Sullivan knows that the fan base he is targeting is devoted but scattered into small clusters. Little League teams might each have 20 parents (and a few tech-savvy grandparents) who want to follow along from home. High Schools, a few hundred fans, friends and family members. Small colleges, such as Division III powerhouse Amherst College which has already expressed interest in working with GameChanger (and full disclosure is my own alma mater) a few thousand.

So one of the challenges for GameChanger will be for it to spread via word-of-mouth (or computer keyboard).

“We’ve gotten great reactions from the people using it but for something like this to spread, the product is going to have to market itself,” he said. “The person using the product, the scorer who doesn’t have to add up and enter all the stats after the game, the fan or parent who can consume the data at another sibling’s game or while stuck in the office, all of them have to be telling their friends about this for us to be successful.”

Getting the word out to the grassroots of the game will be Sullivan and company’s quest in the coming months, especially as the winter begins to melt away and diamonds across the country start turning green again.

Some folks have already stumbled across it prior to any official launch simply by browsing the iPhone “app store.” As of Jan. 1, over 300 people had already signed up for GameChanger.

Of course, like any work in progress, the technology continues to be tweaked.

“Software development is a constant cycle of build, test, refine, build, test, refine, which is never ending,” Sullivan said.

The big rollout is planned for this spring, when baseball games start getting played not just in California and Texas and Florida but in all 50 states.

Speaking for myself, I would have loved to have had access to GameChanger years ago when my daughter was playing Little League baseball. I was often the one chosen to keep score (I will say my hand-written scorebooks are masterpieces).

But in her last year of organized ball, the only girl in the league that year, she played for a team led by “Coach Larry” (I don’t think he ever knew my name, referring to me simply as “Danasmom”).

“Coach Larry,” unlike any other coach she had over the years who were pretty laidback and of the “let the kids have fun” school, was very vehement that the scorebook be a little more detailed than you would usually find in Little League.

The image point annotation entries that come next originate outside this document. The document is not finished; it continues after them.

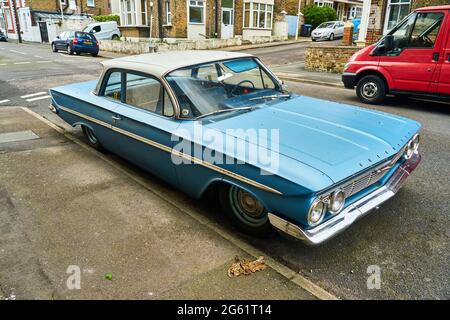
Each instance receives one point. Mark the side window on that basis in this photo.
(426, 29)
(147, 93)
(113, 86)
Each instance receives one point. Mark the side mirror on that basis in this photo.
(389, 42)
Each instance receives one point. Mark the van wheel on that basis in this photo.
(371, 89)
(91, 138)
(245, 211)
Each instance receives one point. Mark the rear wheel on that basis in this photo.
(91, 138)
(245, 211)
(371, 89)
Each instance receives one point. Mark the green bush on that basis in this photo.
(111, 17)
(316, 15)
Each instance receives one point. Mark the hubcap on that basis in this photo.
(370, 90)
(248, 209)
(91, 136)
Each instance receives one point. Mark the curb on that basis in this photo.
(316, 82)
(285, 271)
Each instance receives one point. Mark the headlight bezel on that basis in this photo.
(322, 215)
(332, 200)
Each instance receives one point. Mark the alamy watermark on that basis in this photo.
(258, 147)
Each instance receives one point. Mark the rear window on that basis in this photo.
(84, 35)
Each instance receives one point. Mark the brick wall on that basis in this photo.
(328, 59)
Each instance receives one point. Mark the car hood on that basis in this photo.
(338, 140)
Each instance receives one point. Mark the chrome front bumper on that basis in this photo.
(356, 210)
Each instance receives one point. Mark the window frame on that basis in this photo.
(166, 90)
(189, 5)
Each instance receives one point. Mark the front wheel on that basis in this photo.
(91, 138)
(245, 211)
(371, 89)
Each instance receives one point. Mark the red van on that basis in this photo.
(412, 59)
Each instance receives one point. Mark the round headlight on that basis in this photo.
(416, 142)
(409, 150)
(316, 213)
(337, 201)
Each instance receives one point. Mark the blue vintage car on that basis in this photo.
(203, 119)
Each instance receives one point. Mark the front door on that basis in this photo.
(43, 30)
(413, 61)
(227, 23)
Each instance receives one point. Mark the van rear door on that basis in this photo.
(418, 41)
(444, 74)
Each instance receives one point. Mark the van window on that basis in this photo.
(418, 31)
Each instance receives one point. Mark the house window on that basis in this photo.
(128, 12)
(323, 3)
(196, 11)
(258, 15)
(168, 21)
(354, 13)
(396, 11)
(144, 12)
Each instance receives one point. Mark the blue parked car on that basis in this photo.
(76, 42)
(222, 120)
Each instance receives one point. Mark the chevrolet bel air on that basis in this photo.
(222, 120)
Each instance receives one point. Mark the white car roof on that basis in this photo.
(159, 64)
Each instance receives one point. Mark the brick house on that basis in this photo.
(385, 14)
(42, 20)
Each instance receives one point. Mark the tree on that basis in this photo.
(316, 15)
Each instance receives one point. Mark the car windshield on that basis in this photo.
(84, 35)
(326, 25)
(218, 87)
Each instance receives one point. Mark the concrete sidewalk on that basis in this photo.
(296, 72)
(62, 205)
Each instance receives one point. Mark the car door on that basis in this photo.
(145, 121)
(412, 63)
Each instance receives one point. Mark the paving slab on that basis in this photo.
(63, 209)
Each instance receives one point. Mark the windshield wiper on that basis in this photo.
(222, 111)
(274, 96)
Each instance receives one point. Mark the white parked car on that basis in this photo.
(104, 30)
(328, 31)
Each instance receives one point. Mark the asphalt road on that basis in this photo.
(408, 237)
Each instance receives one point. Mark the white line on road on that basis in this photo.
(38, 98)
(33, 94)
(17, 52)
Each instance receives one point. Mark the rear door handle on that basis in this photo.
(436, 56)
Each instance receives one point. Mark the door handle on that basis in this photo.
(436, 56)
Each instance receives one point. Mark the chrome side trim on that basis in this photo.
(176, 152)
(356, 210)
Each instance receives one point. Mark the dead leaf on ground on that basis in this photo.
(239, 267)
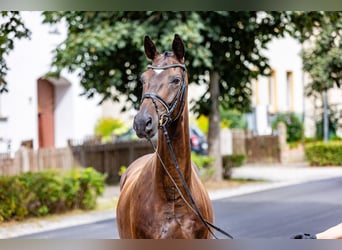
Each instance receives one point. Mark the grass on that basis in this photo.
(108, 204)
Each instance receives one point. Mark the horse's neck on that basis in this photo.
(178, 133)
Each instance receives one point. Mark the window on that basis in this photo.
(2, 117)
(289, 91)
(272, 92)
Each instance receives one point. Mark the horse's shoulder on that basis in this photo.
(134, 169)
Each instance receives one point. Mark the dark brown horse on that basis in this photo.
(150, 204)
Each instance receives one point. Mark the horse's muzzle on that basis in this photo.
(144, 125)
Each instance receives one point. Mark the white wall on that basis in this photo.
(75, 116)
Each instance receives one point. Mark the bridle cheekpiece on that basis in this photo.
(165, 118)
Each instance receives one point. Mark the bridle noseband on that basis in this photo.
(165, 118)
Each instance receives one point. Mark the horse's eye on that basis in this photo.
(142, 80)
(175, 80)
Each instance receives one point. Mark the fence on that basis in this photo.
(109, 158)
(263, 149)
(26, 159)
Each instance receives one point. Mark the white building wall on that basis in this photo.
(75, 116)
(284, 56)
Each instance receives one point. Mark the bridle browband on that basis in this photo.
(165, 118)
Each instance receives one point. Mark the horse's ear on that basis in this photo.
(150, 49)
(178, 48)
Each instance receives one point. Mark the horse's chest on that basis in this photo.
(170, 220)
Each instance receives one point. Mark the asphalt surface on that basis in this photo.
(276, 213)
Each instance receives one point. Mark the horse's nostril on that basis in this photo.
(148, 124)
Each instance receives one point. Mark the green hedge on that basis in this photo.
(48, 192)
(324, 153)
(231, 161)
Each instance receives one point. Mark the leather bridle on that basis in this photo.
(165, 118)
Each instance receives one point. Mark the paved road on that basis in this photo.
(277, 213)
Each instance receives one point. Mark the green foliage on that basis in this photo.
(232, 119)
(323, 61)
(204, 165)
(48, 192)
(203, 123)
(107, 126)
(324, 153)
(107, 49)
(231, 161)
(122, 170)
(11, 28)
(294, 126)
(334, 117)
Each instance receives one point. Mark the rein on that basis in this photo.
(165, 119)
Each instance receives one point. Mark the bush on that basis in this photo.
(324, 153)
(294, 126)
(203, 164)
(48, 192)
(231, 161)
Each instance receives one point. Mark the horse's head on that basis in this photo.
(164, 87)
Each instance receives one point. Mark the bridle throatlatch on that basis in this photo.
(164, 120)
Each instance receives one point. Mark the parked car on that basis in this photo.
(198, 141)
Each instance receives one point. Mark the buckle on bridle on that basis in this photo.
(164, 118)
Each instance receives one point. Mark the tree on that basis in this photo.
(323, 60)
(223, 52)
(11, 28)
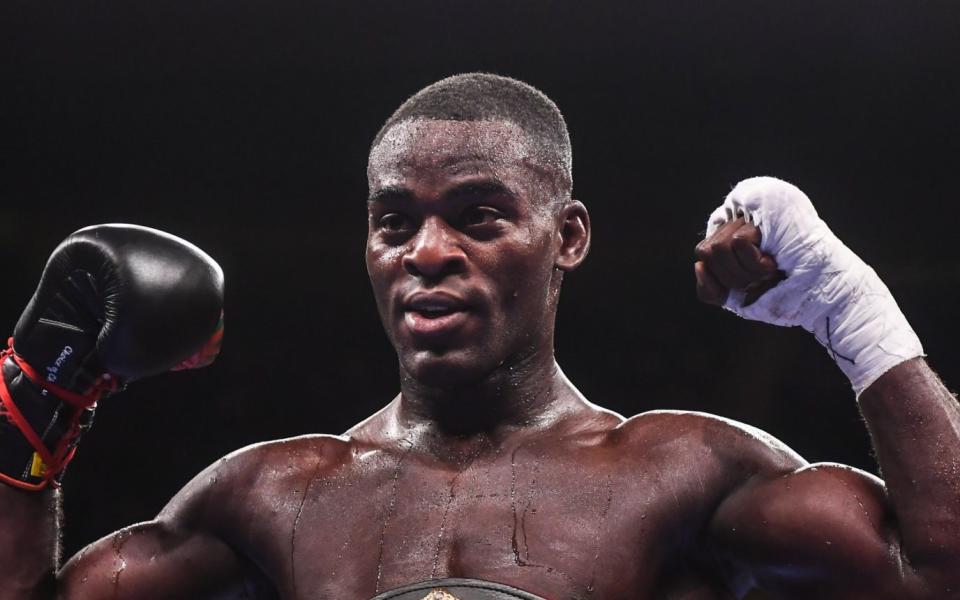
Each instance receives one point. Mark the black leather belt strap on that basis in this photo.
(456, 589)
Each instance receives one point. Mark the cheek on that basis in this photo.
(380, 266)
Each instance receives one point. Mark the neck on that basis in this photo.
(530, 394)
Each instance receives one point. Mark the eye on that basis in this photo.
(481, 215)
(394, 222)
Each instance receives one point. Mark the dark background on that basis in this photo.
(244, 126)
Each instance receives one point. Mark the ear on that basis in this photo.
(574, 235)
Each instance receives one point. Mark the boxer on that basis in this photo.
(489, 475)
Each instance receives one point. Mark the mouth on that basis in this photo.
(434, 314)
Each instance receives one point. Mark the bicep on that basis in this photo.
(821, 527)
(153, 560)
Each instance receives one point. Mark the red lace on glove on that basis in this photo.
(53, 462)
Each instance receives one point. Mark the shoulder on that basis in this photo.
(690, 435)
(248, 480)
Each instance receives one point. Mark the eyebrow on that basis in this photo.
(390, 192)
(486, 187)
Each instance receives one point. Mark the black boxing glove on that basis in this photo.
(115, 303)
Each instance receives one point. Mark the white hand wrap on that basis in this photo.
(828, 290)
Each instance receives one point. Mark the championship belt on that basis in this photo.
(456, 589)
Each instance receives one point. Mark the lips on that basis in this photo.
(434, 314)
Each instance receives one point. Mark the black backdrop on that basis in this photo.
(244, 126)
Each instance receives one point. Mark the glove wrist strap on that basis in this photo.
(42, 423)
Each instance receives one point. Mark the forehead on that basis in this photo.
(427, 149)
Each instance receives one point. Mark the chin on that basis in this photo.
(446, 369)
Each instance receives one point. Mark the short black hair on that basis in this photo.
(490, 97)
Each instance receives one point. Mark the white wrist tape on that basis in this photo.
(828, 290)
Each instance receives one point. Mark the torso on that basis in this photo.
(607, 514)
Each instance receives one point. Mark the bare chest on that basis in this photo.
(560, 529)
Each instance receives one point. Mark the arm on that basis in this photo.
(174, 556)
(829, 531)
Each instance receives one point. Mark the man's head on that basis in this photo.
(475, 97)
(471, 226)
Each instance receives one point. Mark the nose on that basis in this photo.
(434, 253)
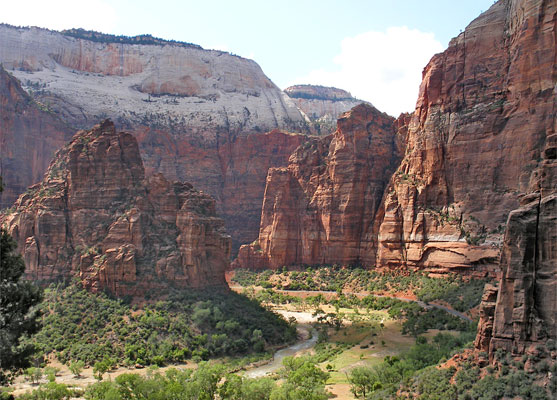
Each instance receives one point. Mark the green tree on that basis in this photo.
(18, 316)
(361, 381)
(76, 367)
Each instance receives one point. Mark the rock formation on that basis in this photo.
(29, 137)
(321, 207)
(322, 105)
(485, 107)
(96, 216)
(190, 109)
(525, 311)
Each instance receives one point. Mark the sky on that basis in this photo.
(375, 49)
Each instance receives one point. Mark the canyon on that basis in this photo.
(192, 110)
(465, 183)
(96, 217)
(320, 208)
(484, 112)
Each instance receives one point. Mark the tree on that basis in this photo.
(76, 367)
(18, 316)
(361, 381)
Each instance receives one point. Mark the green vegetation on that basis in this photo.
(383, 380)
(18, 314)
(469, 383)
(459, 294)
(415, 374)
(108, 38)
(100, 330)
(302, 380)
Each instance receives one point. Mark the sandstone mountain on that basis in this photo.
(96, 216)
(192, 110)
(322, 105)
(321, 207)
(29, 137)
(485, 108)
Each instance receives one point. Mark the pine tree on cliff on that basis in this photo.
(18, 315)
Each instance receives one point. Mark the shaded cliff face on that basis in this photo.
(97, 217)
(320, 208)
(485, 107)
(29, 137)
(190, 109)
(523, 312)
(322, 105)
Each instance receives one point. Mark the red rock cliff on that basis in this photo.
(485, 107)
(524, 312)
(192, 110)
(96, 216)
(29, 137)
(320, 208)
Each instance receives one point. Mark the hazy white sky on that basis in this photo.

He insisted I count pitches thrown by every OPPOSING pitcher (hello, these were 9-10-year-olds) so that he’d know which pitchers’ arms were burnt out before he chose players for his summer All-Star travel team.

“Coach Larry” would have loved GameChanger. But you, gentle readers, can have it now. Ain’t modern technology grand?

You can find out more about GameChanger at www.gamechanger.io or via iPhone’s app store.